Written by Aaron Choi, Class of 2020
At its peak, Blockbuster was the leading brand in providing movie content to consumers outside of a movie theater. All consumers had to do was go to the store and walk out with a movie rental. In this day and age when convenience has become a top priority, consumers find it too tall an order to go to a store and rent a DVD. Thus has emerged the idea of delivering content through the internet, so that consumers can receive it without any effort on their part. At a flat fee per month, consumers are able to watch TV shows, movies, and everything in between. Netflix, which pioneered the idea of streaming content, has become one of the biggest household names in the streaming industry.
Netflix claimed an idea that created and revolutionized the streaming services industry. It was so influential that Amazon introduced Amazon Prime video in order to compete with Netflix. Not only did Amazon launch its Prime video feature, but it also bought Twitch.tv, an online-gaming streaming website, at nearly $1 billion in cash. Today we see that a significant number of American consumers obtain their content through streaming. With competition from Hulu, Amazon Fire TV and other streaming services, the cable box has become a relic of the past.
Netflix and Hulu currently have nearly 100 million subscribers. Their annual revenues have increased by 50% over the last two years. The streaming service industry has expanded, owing to the convenience of its program. Content is playable on iPads, iPhones, and laptops. One of the most appealing characteristics of streaming services is the reduction in advertising. When users watch Netflix as opposed to cable and other platforms, they save on average 160 hours per year. Another selling point of streaming service is the ever-expanding premium content to which subscribers have access. Unlike most other companies, Netflix is able to deliver ad-free content and popular programs to its users for a small monthly fee.

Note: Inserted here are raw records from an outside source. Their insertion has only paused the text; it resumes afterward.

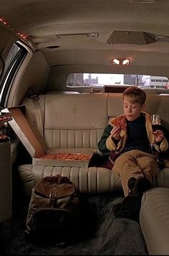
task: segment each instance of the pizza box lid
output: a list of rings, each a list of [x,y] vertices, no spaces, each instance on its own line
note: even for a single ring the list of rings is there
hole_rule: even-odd
[[[20,139],[26,149],[33,157],[37,157],[45,154],[46,149],[38,140],[32,129],[29,126],[23,111],[24,106],[17,106],[4,109],[1,112],[10,112],[12,120],[8,122]]]

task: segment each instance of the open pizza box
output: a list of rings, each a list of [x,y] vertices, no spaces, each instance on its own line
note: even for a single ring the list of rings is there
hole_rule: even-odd
[[[70,153],[88,155],[91,157],[94,150],[90,148],[70,148],[70,149],[46,149],[44,143],[37,137],[26,117],[23,114],[24,106],[14,106],[3,109],[3,112],[10,112],[12,120],[9,124],[20,139],[29,153],[32,157],[33,165],[41,166],[70,166],[70,167],[87,167],[90,159],[87,160],[56,160],[41,158],[46,155],[50,155],[57,153]]]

Streaming services can extend beyond broadcasting the everyday TV-show or the newest Tom Hanks movie. For example, Twitch.tv, owned by Amazon, holds a substantial share in the e-sports streaming industry. In 2015, it held a 43% market share of the gaming content industry, equivalent to $1.6 billion in revenue.
In a survey of Stern students, it was found that 73% of respondents subscribed to Netflix, either its streaming, DVD service, or both. Of these students, around 40% reported watching less than 2 hours a week, 40% reported watching between 2-6 hours a week, and 20% reported watching over 6 hours a week. An overwhelming 80% of sampled students reported binge-watching a show. Binge-watching is an activity in which consumers continuously watch episodes over an extended period of time, typically spanning over six hours. Of those who binge-watched a series, most stuck to either the Emmy Award Winning series The Office and/or the Emmy Award Winning Netflix original series, Orange is the New Black. Among students who subscribed to Netflix, 41% reported subscribing to Amazon Prime video. A subscription to Amazon Prime allows users to download or stream video through Amazon Prime Video. Twitch.tv was largely unpopular, with only 10% of survey respondents reporting watching its content.
Netflix’s subscriber base continues to rise, but faces threats from other streaming services. Needless to say, streaming services bring premium content to the average consumer and can expect to grow into the future.